On Mon, Nov 4, 2019 at 2:11 PM Masahiko Sawada
<masahiko.saw...@2ndquadrant.com> wrote:
>
> On Mon, 4 Nov 2019 at 17:26, Dilip Kumar <dilipbal...@gmail.com> wrote:
> >
> > On Mon, Nov 4, 2019 at 1:00 PM Masahiko Sawada
> > <masahiko.saw...@2ndquadrant.com> wrote:
> > >
> > > On Mon, 4 Nov 2019 at 14:02, Amit Kapila <amit.kapil...@gmail.com> wrote:
> > > >
> > > > On Fri, Nov 1, 2019 at 2:21 PM Masahiko Sawada <sawada.m...@gmail.com> 
> > > > wrote:
> > > > >
> > > > > I think that two approaches make parallel vacuum worker wait in
> > > > > different way: in approach(a) the vacuum delay works as if vacuum is
> > > > > performed by single process, on the other hand in approach(b) the
> > > > > vacuum delay work for each workers independently.
> > > > >
> > > > > Suppose that the total number of blocks to vacuum is 10,000 blocks,
> > > > > the cost per blocks is 10, the cost limit is 200 and sleep time is 5
> > > > > ms. In single process vacuum the total sleep time is 2,500ms (=
> > > > > (10,000 * 10 / 200) * 5). The approach (a) is the same, 2,500ms.
> > > > > Because all parallel vacuum workers use the shared balance value and a
> > > > > worker sleeps once the balance value exceeds the limit.
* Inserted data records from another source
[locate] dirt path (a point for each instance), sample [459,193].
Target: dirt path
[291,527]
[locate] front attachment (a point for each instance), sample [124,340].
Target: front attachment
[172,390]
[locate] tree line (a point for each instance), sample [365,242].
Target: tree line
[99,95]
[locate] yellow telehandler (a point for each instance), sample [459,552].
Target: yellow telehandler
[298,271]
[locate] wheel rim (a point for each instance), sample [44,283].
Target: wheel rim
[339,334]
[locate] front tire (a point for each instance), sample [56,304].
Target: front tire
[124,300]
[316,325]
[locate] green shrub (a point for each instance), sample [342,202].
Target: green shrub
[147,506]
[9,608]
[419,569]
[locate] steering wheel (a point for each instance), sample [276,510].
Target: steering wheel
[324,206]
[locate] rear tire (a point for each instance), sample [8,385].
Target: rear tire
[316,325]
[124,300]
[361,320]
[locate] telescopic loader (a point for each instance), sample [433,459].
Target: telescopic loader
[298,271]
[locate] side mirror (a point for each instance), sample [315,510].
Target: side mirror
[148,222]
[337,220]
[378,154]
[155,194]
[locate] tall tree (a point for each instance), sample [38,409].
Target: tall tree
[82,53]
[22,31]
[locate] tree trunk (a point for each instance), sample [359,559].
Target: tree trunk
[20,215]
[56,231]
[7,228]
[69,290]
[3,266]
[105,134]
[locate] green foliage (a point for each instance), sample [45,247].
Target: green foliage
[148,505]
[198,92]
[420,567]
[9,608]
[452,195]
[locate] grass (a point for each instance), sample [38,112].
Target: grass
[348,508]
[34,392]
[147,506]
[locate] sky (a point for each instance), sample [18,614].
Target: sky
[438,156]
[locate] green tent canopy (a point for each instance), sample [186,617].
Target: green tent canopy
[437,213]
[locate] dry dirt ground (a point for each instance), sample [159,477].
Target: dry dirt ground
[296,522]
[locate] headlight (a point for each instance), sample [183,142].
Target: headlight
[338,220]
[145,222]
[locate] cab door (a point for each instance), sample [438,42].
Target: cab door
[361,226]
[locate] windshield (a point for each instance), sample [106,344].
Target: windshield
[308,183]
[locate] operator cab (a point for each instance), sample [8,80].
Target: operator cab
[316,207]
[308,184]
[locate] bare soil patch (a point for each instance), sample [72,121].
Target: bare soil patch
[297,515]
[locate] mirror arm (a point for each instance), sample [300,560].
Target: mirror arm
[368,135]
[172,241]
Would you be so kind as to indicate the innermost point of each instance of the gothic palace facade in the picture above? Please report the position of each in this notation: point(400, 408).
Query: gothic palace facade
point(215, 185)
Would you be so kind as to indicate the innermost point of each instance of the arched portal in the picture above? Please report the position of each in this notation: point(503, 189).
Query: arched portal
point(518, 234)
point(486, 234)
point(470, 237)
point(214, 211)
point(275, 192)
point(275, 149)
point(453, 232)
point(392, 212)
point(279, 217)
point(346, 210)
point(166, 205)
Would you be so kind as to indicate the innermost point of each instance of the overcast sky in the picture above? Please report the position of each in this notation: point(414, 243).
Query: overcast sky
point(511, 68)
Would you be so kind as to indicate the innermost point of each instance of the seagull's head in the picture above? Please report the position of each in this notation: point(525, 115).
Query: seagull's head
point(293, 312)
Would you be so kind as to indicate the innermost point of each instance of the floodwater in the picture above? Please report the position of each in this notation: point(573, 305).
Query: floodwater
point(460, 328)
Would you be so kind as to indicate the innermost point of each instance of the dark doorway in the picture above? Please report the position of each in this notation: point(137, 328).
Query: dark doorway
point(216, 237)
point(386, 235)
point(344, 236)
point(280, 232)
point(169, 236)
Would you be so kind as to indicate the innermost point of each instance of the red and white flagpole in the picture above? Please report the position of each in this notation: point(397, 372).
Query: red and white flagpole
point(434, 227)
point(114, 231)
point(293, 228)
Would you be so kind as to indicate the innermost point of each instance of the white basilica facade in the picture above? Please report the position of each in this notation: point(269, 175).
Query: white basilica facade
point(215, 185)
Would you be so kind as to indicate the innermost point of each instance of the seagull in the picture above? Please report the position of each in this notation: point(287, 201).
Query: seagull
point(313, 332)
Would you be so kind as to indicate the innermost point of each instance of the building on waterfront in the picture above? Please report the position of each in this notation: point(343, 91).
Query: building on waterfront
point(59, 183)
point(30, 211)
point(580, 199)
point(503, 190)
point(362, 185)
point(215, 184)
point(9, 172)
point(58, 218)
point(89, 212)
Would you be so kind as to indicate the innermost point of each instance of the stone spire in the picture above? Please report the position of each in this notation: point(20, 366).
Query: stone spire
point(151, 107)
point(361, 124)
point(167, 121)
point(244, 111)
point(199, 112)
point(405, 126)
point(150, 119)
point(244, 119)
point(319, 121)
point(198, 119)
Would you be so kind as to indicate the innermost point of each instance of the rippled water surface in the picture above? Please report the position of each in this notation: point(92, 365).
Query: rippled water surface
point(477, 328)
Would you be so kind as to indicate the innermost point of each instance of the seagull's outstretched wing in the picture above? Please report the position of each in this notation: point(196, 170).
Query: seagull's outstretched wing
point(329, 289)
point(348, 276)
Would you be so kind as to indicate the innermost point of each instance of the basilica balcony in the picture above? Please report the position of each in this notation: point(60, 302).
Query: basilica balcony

In
> > > > > approach(b), since the cost limit is divided evenly the value of each
> > > > > workers is 40 (e.g. when 5 parallel degree). And suppose each workers
> > > > > processes blocks  evenly,  the total sleep time of all workers is
> > > > > 12,500ms (=(2,000 * 10 / 40) * 5 * 5). I think that's why we can
> > > > > compute the sleep time of approach(b) by dividing the total value by
> > > > > the number of parallel workers.
> > > > >
> > > > > IOW the approach(b) makes parallel vacuum delay much more than normal
> > > > > vacuum and parallel vacuum with approach(a) even with the same
> > > > > settings. Which behaviors do we expect?
> > > > >
> > > >
> > > > Yeah, this is an important thing to decide.  I don't think that the
> > > > conclusion you are drawing is correct because it that is true then the
> > > > same applies to the current autovacuum work division where we divide
> > > > the cost_limit among workers but the cost_delay is same (see
> > > > autovac_balance_cost).  Basically, if we consider the delay time of
> > > > each worker independently, then it would appear that a parallel vacuum
> > > > delay with approach (b) is more, but that is true only if the workers
> > > > run serially which is not true.
> > > >
> > > > > I thought the vacuum delay for
> > > > > parallel vacuum should work as if it's a single process vacuum as we
> > > > > did for memory usage. I might be missing something. If we prefer
> > > > > approach(b) I should change the patch so that the leader process
> > > > > divides the cost limit evenly.
> > > > >
> > > >
> > > > I am also not completely sure which approach is better but I slightly
> > > > lean towards approach (b).
> > >
> > > Can we get the same sleep time as approach (b) if we divide the cost
> > > limit by the number of workers and have the shared cost balance (i.e.
> > > approach (a) with dividing the cost limit)? Currently the approach (b)
> > > seems better but I'm concerned that it might unnecessarily delay
> > > vacuum if some indexes are very small or bulk-deletions of indexes
> > > does almost nothing such as brin.
> >
> > Are you worried that some of the workers might not have much I/O to do
> > but still we divide the cost limit equally?
>
> Yes.
>
> > If that is the case then
> > that is the case with the auto vacuum workers also right?
>
> I think It is not right because we rebalance the cost after an
> autovacuum worker finished. So as Amit mentioned on the new thread we
> might need to make parallel vacuum workers notice to the leader once
> exited so that it can rebalance the cost.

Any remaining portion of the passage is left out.